Sometimes when we start talking about living in the Kingdom, there is a tendency to think that God’s reign and rule is simply a more poetic way to talk about legalism. We hear Jesus talk about “righteousness” and immediately think that what he means is “You have to be more moral, more obedient to the law, more ‘good’ than anyone else.” Indeed we can sometimes fall into the trap of believing that the announcement of the Kingdom is nothing more than recruitment for a more intense, more committed, “new and improved” religious person. (And some texts in the Sermon on the Mount like Matthew 5:17-21 seem to sound that way, but in truth don’t say that at all.)
But it isn't really about that at all. Sure, we are called to live moral lives. Yes, Christians should be "good". But at the same time, the point of the Kingdom isn't to show the world how good we are, but instead to point to the reality of God's remaking of the world by demonstrating his renewing effect in our lives.
When Jesus says to his disciples (with the crowds of uncommitted people listening in) “You are the salt of the earth…You are the light of the world” he is not saying that they “SHOULD BE” salt and light, but that they, in fact, ARE salt and light whether they want to acknowledge it or not. He is not exhorting them to live better, but instead reminding them that the way they live directly impacts the whole world.

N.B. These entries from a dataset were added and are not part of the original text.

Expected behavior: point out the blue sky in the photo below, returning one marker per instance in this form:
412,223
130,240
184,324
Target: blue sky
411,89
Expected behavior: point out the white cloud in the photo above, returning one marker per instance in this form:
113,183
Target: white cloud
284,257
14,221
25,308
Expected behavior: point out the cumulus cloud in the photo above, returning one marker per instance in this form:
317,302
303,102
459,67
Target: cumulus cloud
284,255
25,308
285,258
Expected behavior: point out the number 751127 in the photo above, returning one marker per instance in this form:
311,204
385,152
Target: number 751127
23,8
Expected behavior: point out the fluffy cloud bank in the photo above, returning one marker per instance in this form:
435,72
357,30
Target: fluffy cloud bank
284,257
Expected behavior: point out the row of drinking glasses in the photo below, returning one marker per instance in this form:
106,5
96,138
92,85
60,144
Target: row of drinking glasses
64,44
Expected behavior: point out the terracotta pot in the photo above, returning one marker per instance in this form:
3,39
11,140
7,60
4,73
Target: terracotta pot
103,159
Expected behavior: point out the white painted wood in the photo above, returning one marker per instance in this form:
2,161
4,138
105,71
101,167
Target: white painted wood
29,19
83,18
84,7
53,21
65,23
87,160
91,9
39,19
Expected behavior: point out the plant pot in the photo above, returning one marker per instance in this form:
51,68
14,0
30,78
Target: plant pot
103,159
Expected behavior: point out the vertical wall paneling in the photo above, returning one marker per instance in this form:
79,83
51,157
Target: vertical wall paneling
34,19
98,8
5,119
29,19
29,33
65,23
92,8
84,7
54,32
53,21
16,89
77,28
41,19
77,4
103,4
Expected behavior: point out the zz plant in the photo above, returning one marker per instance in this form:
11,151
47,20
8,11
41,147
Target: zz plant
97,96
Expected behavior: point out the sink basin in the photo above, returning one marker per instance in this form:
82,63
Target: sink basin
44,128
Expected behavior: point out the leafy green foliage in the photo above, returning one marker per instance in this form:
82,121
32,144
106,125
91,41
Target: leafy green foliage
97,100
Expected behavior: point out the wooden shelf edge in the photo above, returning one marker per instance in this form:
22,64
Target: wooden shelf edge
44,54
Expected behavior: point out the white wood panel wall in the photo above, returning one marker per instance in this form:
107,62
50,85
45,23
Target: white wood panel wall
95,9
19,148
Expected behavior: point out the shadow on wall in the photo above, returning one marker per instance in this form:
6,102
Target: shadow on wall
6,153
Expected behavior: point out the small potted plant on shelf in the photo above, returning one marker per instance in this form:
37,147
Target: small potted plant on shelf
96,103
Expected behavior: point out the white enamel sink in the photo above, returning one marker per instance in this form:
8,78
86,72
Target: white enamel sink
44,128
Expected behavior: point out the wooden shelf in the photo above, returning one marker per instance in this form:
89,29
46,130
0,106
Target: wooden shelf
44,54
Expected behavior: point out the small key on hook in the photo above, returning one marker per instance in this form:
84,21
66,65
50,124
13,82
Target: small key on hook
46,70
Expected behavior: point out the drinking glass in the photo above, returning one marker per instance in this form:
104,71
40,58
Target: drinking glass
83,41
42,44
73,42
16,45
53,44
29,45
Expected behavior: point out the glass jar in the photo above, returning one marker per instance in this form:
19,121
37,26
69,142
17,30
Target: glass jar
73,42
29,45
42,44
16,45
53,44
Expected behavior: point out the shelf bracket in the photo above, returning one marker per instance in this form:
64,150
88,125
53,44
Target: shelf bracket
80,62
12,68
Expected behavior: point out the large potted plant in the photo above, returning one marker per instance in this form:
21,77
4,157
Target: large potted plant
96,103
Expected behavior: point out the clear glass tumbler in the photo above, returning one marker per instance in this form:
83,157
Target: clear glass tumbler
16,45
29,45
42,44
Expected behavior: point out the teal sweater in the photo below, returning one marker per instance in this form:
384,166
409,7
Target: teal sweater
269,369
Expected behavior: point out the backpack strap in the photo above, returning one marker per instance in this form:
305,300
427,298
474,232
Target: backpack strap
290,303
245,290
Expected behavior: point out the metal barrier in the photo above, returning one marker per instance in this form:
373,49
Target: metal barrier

In recognizing this little fact, we then see that the Sermon on the Mount is not moral exhortation at all, but instead a declaration that the difference that his calling makes on their lives is the difference God is making in the world.
The Sermon on the Mount is therefore not about urging us to be good, (indeed, being “good moral people” is what the Pharisees of Jesus’ day were best at) but instead encouragement to do the “good works” of the Kingdom, to live in ways that our distinctive to the reign and rule of our life so that in our distinctiveness we may be part of God’s plan to “preserve” his world and reveal his presence to it. But that requires that there is a distinctiveness, a difference to our lives that is only explainable in reference to the Kingdom.
As commentator Tom Wright has written, “God had called Israel to be the salt of the earth; but Israel was behaving like everyone else, with its power politics, its factional squabbles, its militant revolutions. How could God keep the world from going bad—the main function of salt in the ancient world—if Israel, his chosen salt, had lost its distinctive taste?”
Jesus’ teaching about salt and light is more a reminder to be who they now are in him, not a challenge to be something that they are not. When Israel, the early disciples or we Christians today forget that, the whole world “goes bad.”